No other code that I can foresee would be needed, here or anywhere else.


Title: Re: BIP 22?
Post by: Red Emerald on February 01, 2012, 05:51:38 PM
I don't get how this causes a worse split than the other BIPs since they all require the majority of miners to update.  Doesn't the BIP 17 stealing bot essentially means implementing that proposal requires everyone to update, too?


Title: Re: BIP 22?
Post by: btc_artist on February 01, 2012, 06:10:24 PM
I've said before I support Gavin and BIP 16.  That being said, I'm curious if Gavin has any further comments on the technical merit of Mike's suggestion.


Title: Re: BIP 22?
Post by: Technomage on February 01, 2012, 06:23:50 PM
I don't get how this causes a worse split than the other BIPs since they all require the majority of miners to update.  Doesn't the BIP 17 stealing bot essentially means implementing that proposal requires everyone to update, too?
The split is different because with BIP16 only the miners are forced to upgrade. With BIP22 there is a hard split between new clients and old clients, it's not just about the miners. However Casascius is saying that it doesn't actually matter that there is a split, that it's safe for people to continue to use the old clients. That is the big issue right now.

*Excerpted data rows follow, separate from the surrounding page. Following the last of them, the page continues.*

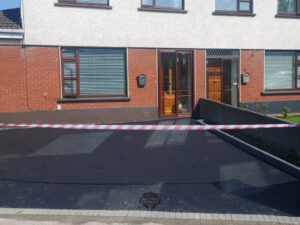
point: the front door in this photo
(175, 83)
(214, 79)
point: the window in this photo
(282, 70)
(86, 2)
(289, 7)
(169, 4)
(234, 6)
(89, 72)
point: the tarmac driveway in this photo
(193, 171)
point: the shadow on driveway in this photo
(193, 171)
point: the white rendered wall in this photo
(125, 26)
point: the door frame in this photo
(160, 75)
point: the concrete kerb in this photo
(153, 214)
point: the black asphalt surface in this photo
(193, 171)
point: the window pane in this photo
(70, 87)
(226, 5)
(94, 1)
(69, 53)
(245, 6)
(102, 71)
(287, 6)
(169, 3)
(279, 70)
(70, 69)
(147, 2)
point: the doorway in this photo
(223, 80)
(175, 83)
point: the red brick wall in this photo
(140, 61)
(43, 80)
(43, 77)
(199, 75)
(12, 79)
(252, 61)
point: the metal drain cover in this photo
(150, 200)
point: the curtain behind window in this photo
(169, 3)
(279, 70)
(230, 5)
(287, 6)
(102, 71)
(94, 1)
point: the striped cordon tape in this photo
(150, 127)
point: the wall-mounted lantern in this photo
(245, 78)
(141, 79)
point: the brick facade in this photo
(252, 61)
(41, 89)
(13, 95)
(140, 61)
(30, 79)
(200, 81)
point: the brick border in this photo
(153, 214)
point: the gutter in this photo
(16, 34)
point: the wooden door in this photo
(214, 79)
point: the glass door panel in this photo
(214, 79)
(298, 75)
(184, 83)
(168, 84)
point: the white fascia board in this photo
(11, 34)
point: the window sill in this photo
(82, 5)
(266, 93)
(163, 10)
(233, 14)
(287, 16)
(98, 99)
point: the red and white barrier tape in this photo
(150, 127)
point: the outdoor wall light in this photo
(141, 79)
(245, 78)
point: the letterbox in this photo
(245, 78)
(141, 79)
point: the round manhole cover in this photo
(150, 200)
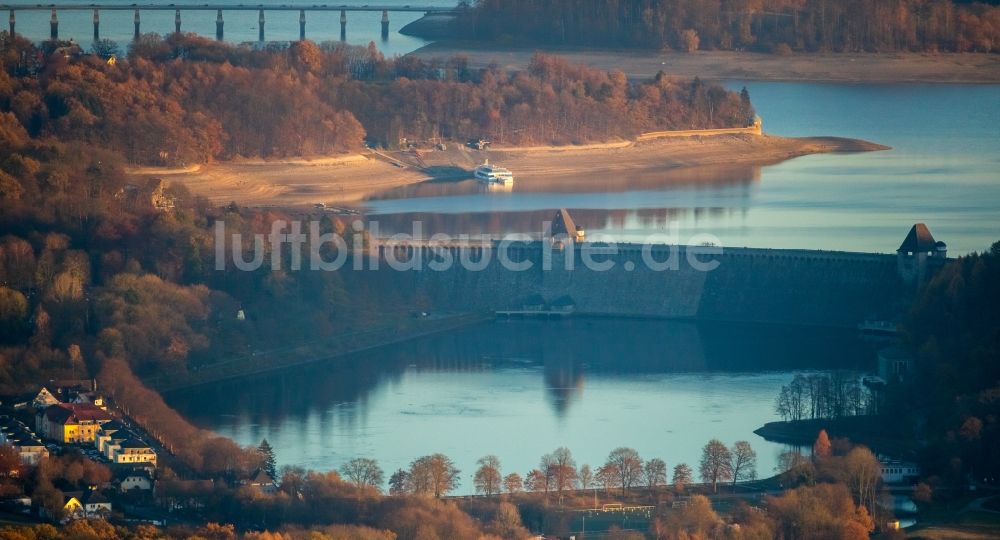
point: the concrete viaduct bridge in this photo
(219, 9)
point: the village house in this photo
(132, 480)
(131, 451)
(896, 472)
(122, 446)
(71, 422)
(28, 446)
(43, 399)
(262, 481)
(95, 504)
(80, 505)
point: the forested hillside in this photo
(764, 25)
(953, 330)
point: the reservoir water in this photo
(522, 389)
(240, 26)
(943, 170)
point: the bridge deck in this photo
(224, 7)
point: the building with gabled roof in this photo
(27, 445)
(920, 255)
(71, 422)
(43, 399)
(262, 481)
(564, 229)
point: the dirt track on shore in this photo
(349, 179)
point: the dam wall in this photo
(745, 285)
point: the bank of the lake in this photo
(521, 389)
(866, 68)
(353, 178)
(881, 433)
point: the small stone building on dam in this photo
(565, 272)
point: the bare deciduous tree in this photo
(655, 473)
(628, 465)
(744, 462)
(716, 464)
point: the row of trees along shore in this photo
(185, 99)
(831, 494)
(762, 25)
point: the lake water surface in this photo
(240, 26)
(943, 169)
(521, 389)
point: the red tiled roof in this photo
(918, 239)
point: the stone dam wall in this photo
(746, 285)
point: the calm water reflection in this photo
(521, 389)
(944, 170)
(240, 26)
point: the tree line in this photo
(823, 395)
(832, 493)
(952, 403)
(762, 25)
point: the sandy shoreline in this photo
(888, 68)
(349, 179)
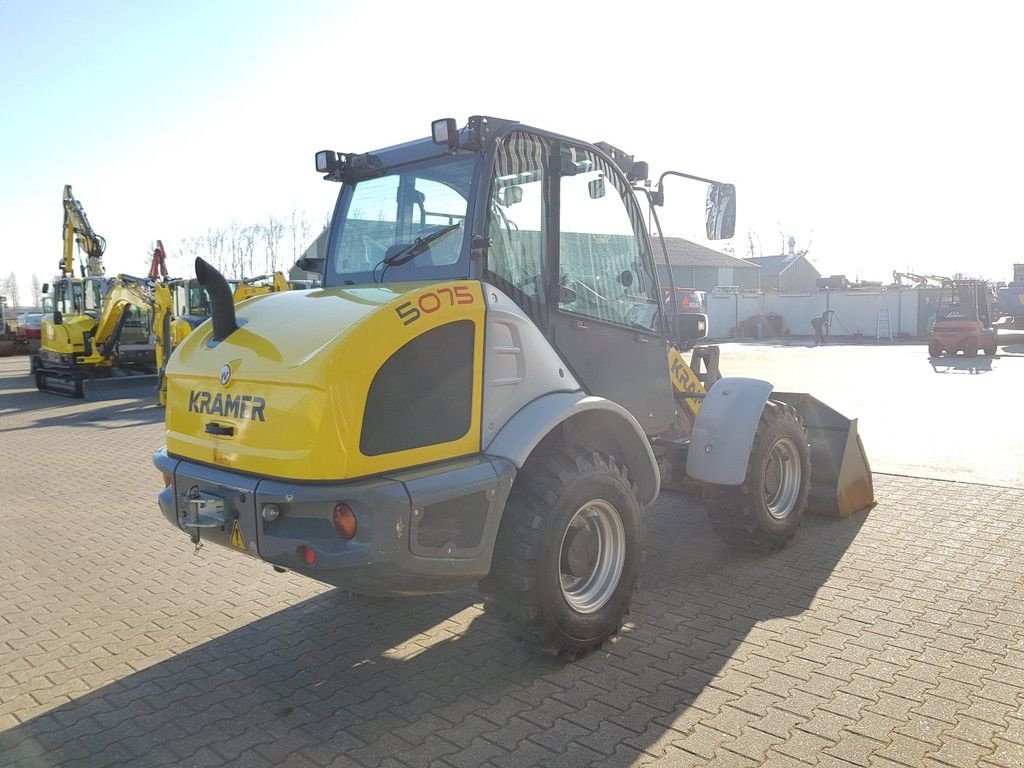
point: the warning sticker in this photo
(237, 541)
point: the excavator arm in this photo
(78, 229)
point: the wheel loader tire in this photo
(765, 511)
(568, 551)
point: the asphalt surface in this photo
(951, 418)
(891, 638)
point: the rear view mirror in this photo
(310, 264)
(687, 329)
(509, 196)
(721, 211)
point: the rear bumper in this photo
(420, 531)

I don't really get it though, I mean if user x and y are part of the "old chain" and user x sends user y some coins after the split, the old fashioned way of course, and then these users upgrade their clients, does the new chain include everything that's happening in the old chain but not the other way around? Is the newly received money still in user y's wallet after he upgrades? Probably stupid questions but I would like to understand this better.


Title: Re: BIP 22?
Post by: casascius on February 01, 2012, 06:36:10 PM
I don't really get it though, I mean if user x and y are part of the "old chain" and user x sends user y some coins after the split, the old fashioned way of course, and then these users upgrade their clients, does the new chain include everything that's happening in the old chain but not the other way around? Is the newly received money still in user y's wallet after he upgrades? Probably stupid questions but I would like to understand this better.

I would expect the answer to be yes.  In this scenario, both the "old" and "new" clients are still communicating with one another, they just disagree on which blocks are valid.  But transactions and coins are completely compatible, except ones that have been involved in multisig transactions - from the view of the old clients, multisig coins are "lost" coins.  Old clients will always reject spends that are only recognized on the new fork.

If x sends money to y on an old client, it can only be with coins that came through a progeny of transactions that would have been acceptable to both forks (no multisig anywhere in history).  If multisig were anywhere in the history, x wouldn't see these coins to begin with (they're "lost" after all), and wouldn't ever be able to send them.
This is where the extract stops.